Prologue Balthazar #5
Zara gasped, stumbling back as if I’d struck her. Her eyes flooded with pain.
“I don’t need you,” I said coldly. “Freya is dead, and it’s because of you. You had to see me and say goodbye; because of that choice, our children were left unguarded. They died alone.”
The silence that followed was suffocating—thick and heavy with everything we couldn’t take back.
I staggered back, gasping for breath as grief crushed my chest. My beard was damp, tangled with blood and sweat. Zara stood in the moonlight, pale and quivering, her skin glowing like starlight against the darkness. Her eyes locked with mine, shimmering with agony and disbelief.
Then the man cleared his throat.
“My name is Mathias Alastair,” he said softly, voice calm but commanding. “And you both must come with me.”
He took a step forward, his eyes not filled with fear but with something else: understanding, mourning, and strength.
“I see the agony carved into your face,” Mathias said, his gaze locked onto mine. “I feel your misery, even from here. You may blame me if it numbs the pain—but I swear to you, on my life, I had no hand in your children’s deaths. I did not summon the Timehunters.”
He stepped forward, looming. “You must leave this place and come with me. It is no longer safe. I know who you are, Balthazar. And I can help you. I can help you understand your darkness—its purpose, its power. You can start again. You can build a new life, a new family. But not if you stay here and tear each other apart.”
He extended his arms, not in threat, but in offering. “Come with me. Let me help you. Let me help Zara. You need me more now than ever before.”
“No!” I roared, the word cracking the air like a bolt of lightning. “I don’t trust you—I never will! I refuse to go!”
I turned away, and there they were.
Tove. Revna. Meya. Astrid.
Their small bodies had been gently arranged, heads touching in a circle of stillness and sorrow. Pieces of wood had been stacked around them—someone, likely Zara, had prepared their funeral pyre, ready to send them to Folkvangr.
A warrior’s rite.
A mother’s heartbreak.
“There’s nothing you can say that will make me want to understand who I am,” I growled. “It’s too late. They’re gone. My precious, sweet girls—gone. What point is there in living and knowing when the only things I lived for have been ripped away from me?”
The agony rose in me like a tempest, a wildfire in my chest that consumed everything it touched—reason, hope, restraint. I felt it scorch through my veins, devour my thoughts, and leave nothing but smoke and screams in its wake.
“I have no purpose now,” I said, voice hollow. “Except one. Vengeance.”

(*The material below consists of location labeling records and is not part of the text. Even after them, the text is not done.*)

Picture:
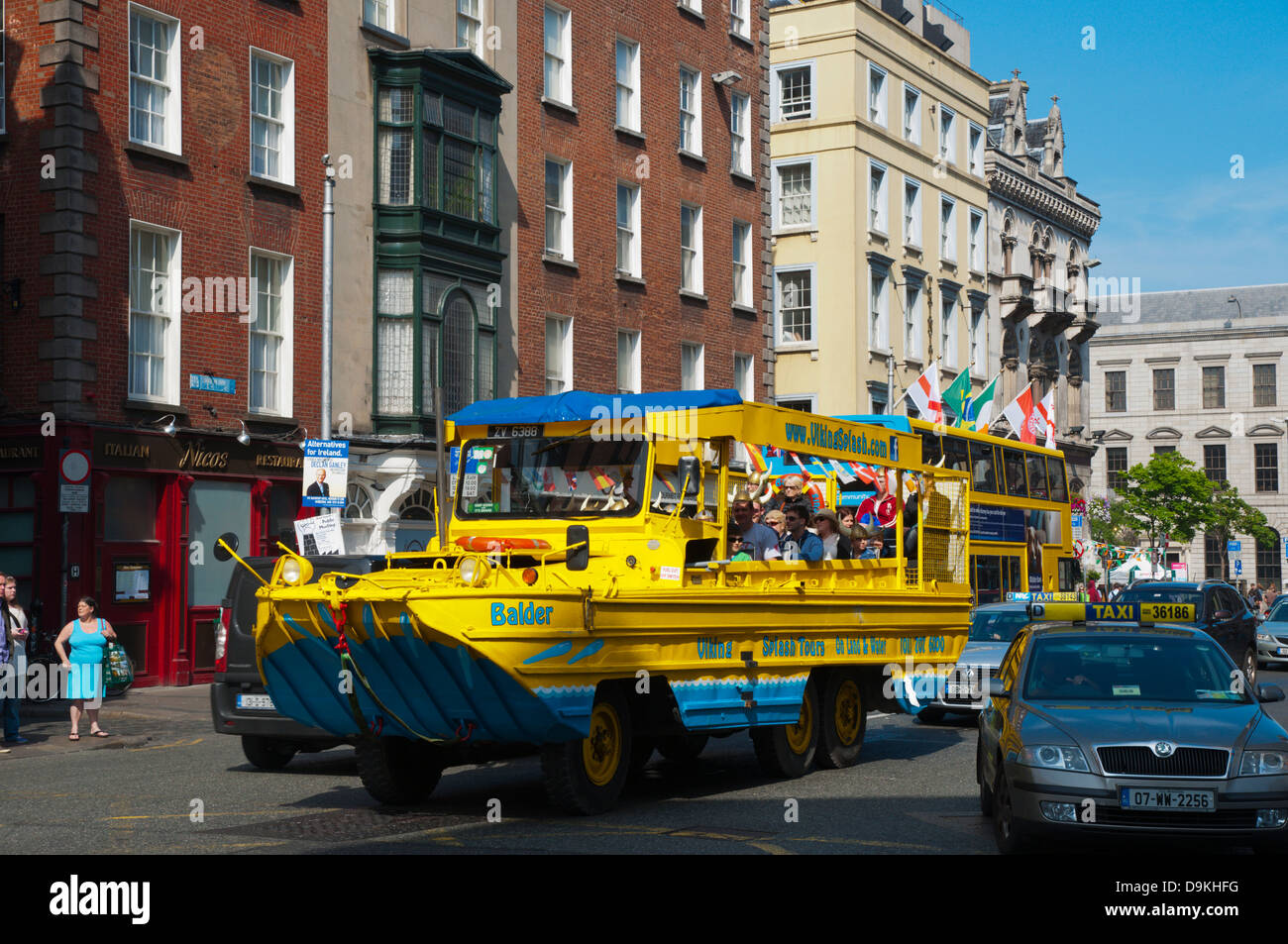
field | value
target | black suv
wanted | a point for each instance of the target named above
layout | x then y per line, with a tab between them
237	699
1219	610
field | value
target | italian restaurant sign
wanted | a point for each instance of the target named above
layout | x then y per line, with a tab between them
194	455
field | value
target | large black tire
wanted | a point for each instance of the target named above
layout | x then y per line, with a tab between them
986	790
398	771
267	754
787	750
1009	832
844	720
682	749
587	777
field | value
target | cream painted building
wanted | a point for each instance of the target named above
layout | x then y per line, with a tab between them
880	204
423	133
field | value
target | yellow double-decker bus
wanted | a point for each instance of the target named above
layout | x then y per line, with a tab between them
1020	540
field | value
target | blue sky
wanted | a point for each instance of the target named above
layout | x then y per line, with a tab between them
1151	117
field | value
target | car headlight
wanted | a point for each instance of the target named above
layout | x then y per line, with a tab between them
1262	763
1054	758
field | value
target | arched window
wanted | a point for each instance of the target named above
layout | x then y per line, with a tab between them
1270	563
357	501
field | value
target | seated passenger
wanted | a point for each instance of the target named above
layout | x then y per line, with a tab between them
836	546
799	543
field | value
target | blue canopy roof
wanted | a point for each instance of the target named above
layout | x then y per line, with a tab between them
580	404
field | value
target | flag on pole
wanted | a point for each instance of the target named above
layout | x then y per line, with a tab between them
957	397
1019	412
1046	412
982	404
925	394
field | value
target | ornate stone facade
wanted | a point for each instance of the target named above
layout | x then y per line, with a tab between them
1039	236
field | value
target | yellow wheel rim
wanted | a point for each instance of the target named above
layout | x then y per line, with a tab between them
846	716
802	734
601	751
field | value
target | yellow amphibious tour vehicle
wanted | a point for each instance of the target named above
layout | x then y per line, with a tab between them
583	600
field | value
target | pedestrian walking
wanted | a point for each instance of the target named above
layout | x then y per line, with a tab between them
16	670
86	635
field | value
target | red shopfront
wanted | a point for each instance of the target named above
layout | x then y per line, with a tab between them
158	504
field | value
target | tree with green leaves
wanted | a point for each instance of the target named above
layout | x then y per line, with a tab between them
1232	515
1170	496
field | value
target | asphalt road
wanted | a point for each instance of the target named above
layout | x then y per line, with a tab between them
192	790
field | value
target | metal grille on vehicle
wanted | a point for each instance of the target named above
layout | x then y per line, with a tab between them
1186	762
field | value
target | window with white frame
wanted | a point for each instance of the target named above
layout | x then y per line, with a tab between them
558	209
629	230
912	320
738	21
975	235
469	26
794	194
155	282
948	228
691	111
739	129
271	117
155	82
558	54
692	366
745	376
270	357
558	355
947	134
793	93
741	262
395	342
378	13
978	339
948	330
879	312
911	115
629	84
879	198
975	150
911	211
877	95
627	362
794	303
691	248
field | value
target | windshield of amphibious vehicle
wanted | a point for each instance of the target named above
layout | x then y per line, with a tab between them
550	476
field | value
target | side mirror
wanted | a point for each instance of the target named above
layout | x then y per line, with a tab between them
222	552
690	472
579	558
1270	693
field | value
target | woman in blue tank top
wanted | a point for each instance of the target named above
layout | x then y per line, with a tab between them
88	635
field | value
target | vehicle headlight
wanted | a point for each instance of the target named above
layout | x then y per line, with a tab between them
1054	758
1262	763
473	571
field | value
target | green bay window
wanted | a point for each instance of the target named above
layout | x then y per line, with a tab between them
437	233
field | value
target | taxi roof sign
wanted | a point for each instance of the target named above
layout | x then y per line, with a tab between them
1113	612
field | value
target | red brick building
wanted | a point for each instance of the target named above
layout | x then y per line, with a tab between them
161	256
643	145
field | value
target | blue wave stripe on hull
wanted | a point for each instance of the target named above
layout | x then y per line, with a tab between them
709	703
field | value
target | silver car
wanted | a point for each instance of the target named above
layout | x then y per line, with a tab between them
1126	728
1273	634
992	627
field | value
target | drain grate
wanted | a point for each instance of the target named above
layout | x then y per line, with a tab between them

I clenched my fists, trembling.
“I will burn those fucking Timehunters down to their bones. I will erase their name from time itself. That is all that matters. Not answers. Not origins. Not starting over. Only vengeance.”
All around me, I heard echoes—faint, distant, impossible.
Laughter.
Their laughter.
My daughters’ giggles drifted on the wind like ghosts. For a moment, I saw them—smiling, vibrant, dancing in the flicker of the flames.
Then the laughter twisted.
Distorted.
And their faces melted into snarling, blood-spattered masks—Timehunters, cruel and grinning, their blades dripping with the blood of my children.
“I swear on my life,” I growled, fists clenched so tightly my knuckles cracked, “I will tear down the Timehunters with every last ounce of strength I possess.”
I strode to the pyre and fell to my knees, the snow soaking through my trousers as my hands hit the ground. My chest heaved. My vision swam.
I leaned in and kissed sweet Tove’s brow, brushing a strand of hair from her face with trembling fingers.
“Farewell, Tove,” I whispered. “May Folkvangr welcome you into her arms.”
One by one, I repeated the ritual.
Revna.
Meya.
Astrid.
Each kiss broke a piece of me. Each prayer was a cry from the hollow well of my soul. I offered a silent one for Freya, though part of me still clung to the impossible hope that she might be alive.
Tears blurred my sight as I reached for a still-glowing branch—the last ember of my former life. The heat scorched my palm, blistering my flesh, but I didn’t flinch. It was nothing compared to the inferno inside my chest.
With shaking hands, I lowered the branch to the kindling beneath them.
Flames sparked. Then roared.
I watched the fire climb and devour—flesh, cloth, memory. Everything we had built. Everything we had loved.
A voice inside me screamed for revenge, howled for blood.
But another voice—a faint, fractured whisper—begged for forgiveness. It asked if this was truly the path forward. If I could ever find peace in this endless rage.
And for a heartbeat, I didn’t know which part of me to obey.
With one last shuddering breath, I turned from the blaze.
And walked into the abyss beyond.
Torn between retribution and redemption.
But vengeance had its claws in me now, dragging me forward, devouring every shred of hesitation until only the hunger for blood remained.